El fiscal de Medio Ambiente y Urbanismo en la provincia de Las Palmas, Javier Ródenas, interrogó ayer durante más de dos horas a Manolo Morales, técnico adscrito al departamento de Residuos en el Cabildo de Gran Canaria. El representante del Ministerio Público citó como testigo al funcionario tras una denuncia presentada por la asociación de vecinos La Voz de Salto del Negro, cuyo presidente, Fidel García, acusa a los responsables de la institución insular de "prevaricar" al autorizar el uso del vertedero, pues el técnico "advirtió del despropósito" que "significaba plantear una instalación de este tipo a tan escasa distancia de un núcleo de población".

De hecho, mientras Ródenas preguntaba al funcionario sobre la tramitación de la declaración de impacto ambiental concedida, los vecinos interponían en el Cabildo otra denuncia, la sexta en lo que va de semana y dirigida en este caso a la consejera de Medio Ambiente, María del Mar Arévalo. "Usted conocía que las viviendas se encontraban a una distancia inferior a 150 metros de los límites del vaso de vertido y que esa información se había sesgado en el expediente de solicitud", le reprocha el colectivo vecinal, "lo sabía porque así se lo comunicaron los técnicos a los que usted solicitó que informaran las actuaciones en el emplazamiento propuesto por la empresa Cespa-Ayagaures", añaden.

Los denunciantes se refieren a Morales, el técnico que ayer compareció ante la Fiscalía y al que recurrió Arévalo para solicitar al Gobierno de Canarias el estudio de impacto ambiental, pues en ese momento la titular de Residuos, Elisa Monzón, se encontraba de baja por maternidad.

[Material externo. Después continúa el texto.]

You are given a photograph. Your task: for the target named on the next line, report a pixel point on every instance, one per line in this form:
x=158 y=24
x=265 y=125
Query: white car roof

Sin embargo, Morales rechazó pronunciarse sobre el asunto y el expediente quedó paralizado hasta la reincorporación de Monzón, quien finalmente elevó la propuesta al Ejecutivo regional, cuyo departamento de Medio Ambiente otorgó el 19 de junio de 2012 el permiso para usar el nuevo vaso de vertido. Según los vecinos, el Cabildo omitió en ese proyecto información sobre la proximidad de las casas, alguna de las cuales se encuentran a menos de 150 metros.

Además, la Dirección General de Salud Pública del Gobierno de Canarias cuestionó en dos ocasiones la ausencia de datos sobre las viviendas cercanas al vaso de vertido, incluso recalcó que era importante realizar un estudio sobre el riesgo que esa actividad podría representar para la salud de los residentes en Salto del Negro.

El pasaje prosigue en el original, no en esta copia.